Thursday, April 20, 2006

Musing: The Snake in "The Little Prince"

Je les résous toutes

I'm working on a screenplay of Antoine de Saint-Exupéry's "Le Petit Prince" ("The Little Prince"). This is the first of a few blog entries about the book (which has been translated into many, many languages). Here is an excerpt from Chapter 17 (in French, then in English as translated by Richard Howard):
-Celui que je touche, je rends à la terre dont il est sorti, dit-il encore. Mais tu es pur et tu viens d'une étoile...

Le petit prince ne répondit rien.

-Tu me fais pitié, toi si faible, sur cette Terre de granit. Je puis t'aider un jour si tu regrettes trop ta planète. Je puis...

-Oh! J'ai très bien compris, fit le petit prince, mais pourquoi parles-tu toujours par énigmes?

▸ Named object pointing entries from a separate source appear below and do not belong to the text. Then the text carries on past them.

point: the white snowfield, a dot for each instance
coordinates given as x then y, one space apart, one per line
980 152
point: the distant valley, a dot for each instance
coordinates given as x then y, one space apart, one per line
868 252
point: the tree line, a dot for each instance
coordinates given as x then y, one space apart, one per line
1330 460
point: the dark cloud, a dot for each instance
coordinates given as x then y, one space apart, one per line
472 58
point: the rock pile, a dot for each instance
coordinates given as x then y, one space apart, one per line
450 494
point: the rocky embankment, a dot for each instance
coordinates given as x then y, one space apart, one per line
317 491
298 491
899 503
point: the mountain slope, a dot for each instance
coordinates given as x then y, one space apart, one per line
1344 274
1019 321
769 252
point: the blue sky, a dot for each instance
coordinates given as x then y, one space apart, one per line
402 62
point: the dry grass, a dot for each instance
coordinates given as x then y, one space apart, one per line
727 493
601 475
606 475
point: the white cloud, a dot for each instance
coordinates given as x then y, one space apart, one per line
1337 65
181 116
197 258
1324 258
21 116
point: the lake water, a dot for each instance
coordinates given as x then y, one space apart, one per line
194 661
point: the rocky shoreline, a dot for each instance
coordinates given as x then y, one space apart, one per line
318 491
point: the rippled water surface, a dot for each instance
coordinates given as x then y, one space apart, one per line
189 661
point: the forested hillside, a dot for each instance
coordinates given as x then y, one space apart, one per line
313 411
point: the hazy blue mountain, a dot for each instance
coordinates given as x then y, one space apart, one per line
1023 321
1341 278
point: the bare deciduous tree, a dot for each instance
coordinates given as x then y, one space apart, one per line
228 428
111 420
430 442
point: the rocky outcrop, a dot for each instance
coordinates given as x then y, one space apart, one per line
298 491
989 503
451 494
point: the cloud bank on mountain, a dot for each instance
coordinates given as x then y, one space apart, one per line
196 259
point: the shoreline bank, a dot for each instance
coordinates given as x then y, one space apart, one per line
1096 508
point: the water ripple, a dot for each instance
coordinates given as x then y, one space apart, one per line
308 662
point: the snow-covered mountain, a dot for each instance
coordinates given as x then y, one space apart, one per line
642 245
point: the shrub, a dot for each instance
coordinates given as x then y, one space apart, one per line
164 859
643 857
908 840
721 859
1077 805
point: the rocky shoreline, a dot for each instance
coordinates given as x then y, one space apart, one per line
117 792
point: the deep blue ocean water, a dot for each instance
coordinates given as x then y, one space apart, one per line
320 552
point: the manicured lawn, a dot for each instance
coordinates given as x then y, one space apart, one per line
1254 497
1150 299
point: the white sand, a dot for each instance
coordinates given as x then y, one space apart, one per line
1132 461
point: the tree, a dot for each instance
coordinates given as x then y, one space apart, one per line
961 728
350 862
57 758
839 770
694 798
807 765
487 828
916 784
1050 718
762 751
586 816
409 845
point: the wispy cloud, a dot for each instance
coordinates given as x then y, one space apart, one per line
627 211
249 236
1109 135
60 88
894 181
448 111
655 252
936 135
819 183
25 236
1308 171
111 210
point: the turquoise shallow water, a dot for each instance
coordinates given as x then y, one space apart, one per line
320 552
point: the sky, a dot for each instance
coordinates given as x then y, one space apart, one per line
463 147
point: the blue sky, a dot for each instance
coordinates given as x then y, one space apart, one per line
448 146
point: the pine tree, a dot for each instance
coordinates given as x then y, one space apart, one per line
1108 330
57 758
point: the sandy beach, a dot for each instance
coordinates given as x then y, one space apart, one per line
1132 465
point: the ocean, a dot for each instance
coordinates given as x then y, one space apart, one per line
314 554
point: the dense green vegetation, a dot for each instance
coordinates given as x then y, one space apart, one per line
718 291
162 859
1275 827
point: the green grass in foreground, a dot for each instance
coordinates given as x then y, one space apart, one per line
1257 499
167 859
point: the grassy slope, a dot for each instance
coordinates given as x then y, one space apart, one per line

-Je les résous toutes, dit le serpent.

Et ils se turent.
and:
"Anyone I touch, I send back to the land from which he came," the snake went on. "But you're innocent, and you come from a star..."
The little prince made no reply.
"I feel sorry for you, being so weak on this granite earth," said the snake. "I can help you, someday, if you grow too homesick for your planet. I can--"
"Oh, I understand just what you mean," said the little prince, "but why do you always speak in riddles?"
"I solve them all", said the snake.
And they were both silent.
The context of this passage is that the Little Prince has just arrived on Earth, and the first creature he meets is a snake in the desert. A later blog post will be about the allegory to Christ in the book, but I'd like to focus on the translation (and meaning) behind "Je les résous toutes".

Simply, it means "I [re]solve them all". The snake, boasting its power of death, speaks in riddles because it solves them all. I think St-Ex was making a double meaning, assigning a certain cleverness to the snake, but also impressing that death has the power to resolve any riddle (read: problem or challenge). It's not a cheery message, for certain, but it represents the mastery of the snake over his domain.

3 comments:

Weekend Fisher said...

Have you seen the recent opera that has been made of The Litte Prince? Interesting adaptation.

Thanks for the comment you left over on my blog. Beautifully put and I think you've also got it just right about Christ as the Word of God.

Take care & God bless

Anthony said...

A Christ-like interpretation of the snake in The Little Prince? Interesting.

If one was going religious I would consider a comparison between Adam and Eve after the Garden of Eden.

In both stories the price of knowledge is death. In a way, like Adam and Eve before the fall, the little prince was innocent of the world. He was part of a small paradise but became curious about the rest of the universe. Near the time he gained his knowledge he met the snake who represents death.

Of course I could be reading way too much into it or I could have my facts wrong or something entirely different from that.

Jeffrey Pinyan said...

Anthony, I did not mean to connect "the allegory to Christ in the book" with the snake; sorry for the confusion.